Sterrato Concept

Lamborghini macht den Huracán fit für offroad

Der Lamborghini Huracán ist als waschechtes Rennstreckenmonster bekannt und zählt vor allem als Performante mit zum Schnellsten, was man auf einem Rundkurs bewegen kann. In Sant’Agata Bolognese hat man nun aber befunden, dass die Kernkompetenzen des Racers auf die Schotterpiste ausgeweitet werden sollen. Gestatten: Der Lamborghini Huracán Sterrato Concept.

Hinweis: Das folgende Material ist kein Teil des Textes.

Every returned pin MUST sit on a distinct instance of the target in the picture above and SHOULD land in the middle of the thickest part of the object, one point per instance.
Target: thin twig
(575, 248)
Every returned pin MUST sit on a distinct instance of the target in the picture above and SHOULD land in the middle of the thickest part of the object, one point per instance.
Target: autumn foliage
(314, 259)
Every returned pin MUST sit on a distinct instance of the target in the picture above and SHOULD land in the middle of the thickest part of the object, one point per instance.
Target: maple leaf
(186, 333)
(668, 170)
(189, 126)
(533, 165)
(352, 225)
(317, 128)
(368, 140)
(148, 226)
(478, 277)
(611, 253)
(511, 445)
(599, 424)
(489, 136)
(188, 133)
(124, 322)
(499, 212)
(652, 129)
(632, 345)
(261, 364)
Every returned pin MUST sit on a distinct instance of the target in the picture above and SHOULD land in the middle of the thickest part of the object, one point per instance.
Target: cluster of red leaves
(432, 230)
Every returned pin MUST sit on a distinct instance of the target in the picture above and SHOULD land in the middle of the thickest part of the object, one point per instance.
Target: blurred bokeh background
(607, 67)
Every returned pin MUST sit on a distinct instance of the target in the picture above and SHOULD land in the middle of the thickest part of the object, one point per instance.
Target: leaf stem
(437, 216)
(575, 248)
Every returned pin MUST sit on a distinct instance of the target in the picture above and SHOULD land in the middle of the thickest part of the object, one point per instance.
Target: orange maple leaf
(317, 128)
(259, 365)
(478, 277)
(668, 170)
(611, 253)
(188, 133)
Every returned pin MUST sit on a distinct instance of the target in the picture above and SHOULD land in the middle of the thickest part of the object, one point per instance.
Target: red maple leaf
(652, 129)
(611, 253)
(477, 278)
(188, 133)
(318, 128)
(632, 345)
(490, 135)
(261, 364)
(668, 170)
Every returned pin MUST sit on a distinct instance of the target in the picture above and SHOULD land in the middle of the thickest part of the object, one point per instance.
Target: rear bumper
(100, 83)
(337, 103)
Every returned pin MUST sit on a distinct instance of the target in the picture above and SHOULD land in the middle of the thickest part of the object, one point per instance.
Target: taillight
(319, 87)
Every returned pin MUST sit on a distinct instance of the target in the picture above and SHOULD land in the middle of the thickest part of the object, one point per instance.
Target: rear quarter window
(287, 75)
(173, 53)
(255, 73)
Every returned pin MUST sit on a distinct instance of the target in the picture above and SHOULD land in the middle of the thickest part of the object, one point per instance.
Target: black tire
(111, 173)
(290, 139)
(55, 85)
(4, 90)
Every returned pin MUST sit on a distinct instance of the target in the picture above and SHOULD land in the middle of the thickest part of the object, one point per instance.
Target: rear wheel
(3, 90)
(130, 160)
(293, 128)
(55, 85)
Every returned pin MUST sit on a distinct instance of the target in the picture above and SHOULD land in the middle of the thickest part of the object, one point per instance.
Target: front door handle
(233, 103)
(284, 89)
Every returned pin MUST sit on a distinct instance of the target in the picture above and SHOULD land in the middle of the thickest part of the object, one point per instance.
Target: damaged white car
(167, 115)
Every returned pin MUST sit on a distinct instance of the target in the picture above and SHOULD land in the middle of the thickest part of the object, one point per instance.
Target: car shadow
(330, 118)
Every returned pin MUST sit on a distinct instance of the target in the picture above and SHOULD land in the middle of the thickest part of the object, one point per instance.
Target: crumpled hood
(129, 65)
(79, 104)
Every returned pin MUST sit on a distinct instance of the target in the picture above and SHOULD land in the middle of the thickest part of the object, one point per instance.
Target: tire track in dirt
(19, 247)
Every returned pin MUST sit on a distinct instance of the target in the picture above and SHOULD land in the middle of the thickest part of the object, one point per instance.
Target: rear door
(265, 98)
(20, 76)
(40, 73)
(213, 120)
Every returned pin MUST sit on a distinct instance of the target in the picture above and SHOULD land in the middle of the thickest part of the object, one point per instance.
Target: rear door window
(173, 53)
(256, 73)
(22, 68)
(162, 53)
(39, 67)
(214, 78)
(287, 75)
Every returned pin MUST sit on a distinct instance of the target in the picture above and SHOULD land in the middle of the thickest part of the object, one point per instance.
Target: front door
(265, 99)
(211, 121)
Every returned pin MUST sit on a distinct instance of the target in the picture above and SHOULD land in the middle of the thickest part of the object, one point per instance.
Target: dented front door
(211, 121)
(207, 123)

Text: Jakob Stantejsky / Foto: Lamborghini

Unter der Haube des Sterrato grummelt jetzt aber natürlich kein Offroad-Diesel vor sich hin, sondern der 5,2 Liter-V10-Sauger aus dem Huracán Evo. Der wuchtet seine 640 PS jetzt halt in den Dreck, anstatt auf geschniegelten Asphalt. Doch Lamborghini hat nicht nur einfach die Optik des Boliden überarbeitet, sondern auch das Fahrdynamiksystem Lamborghini Dinamica Veicolo Integrata (LDVI) wurde auf Untergründe mit schlechter Haftung neu abgestimmt. Trotz Allradantriebs tendiert der Sterrato daher eher in Richtung Heckantriebsverhalten, stemmt mehr Drehmoment und stabilisiert beim Übersteuern effektiver. Auch das Torque Vectoring und die Radaufhängung wurden adaptiert.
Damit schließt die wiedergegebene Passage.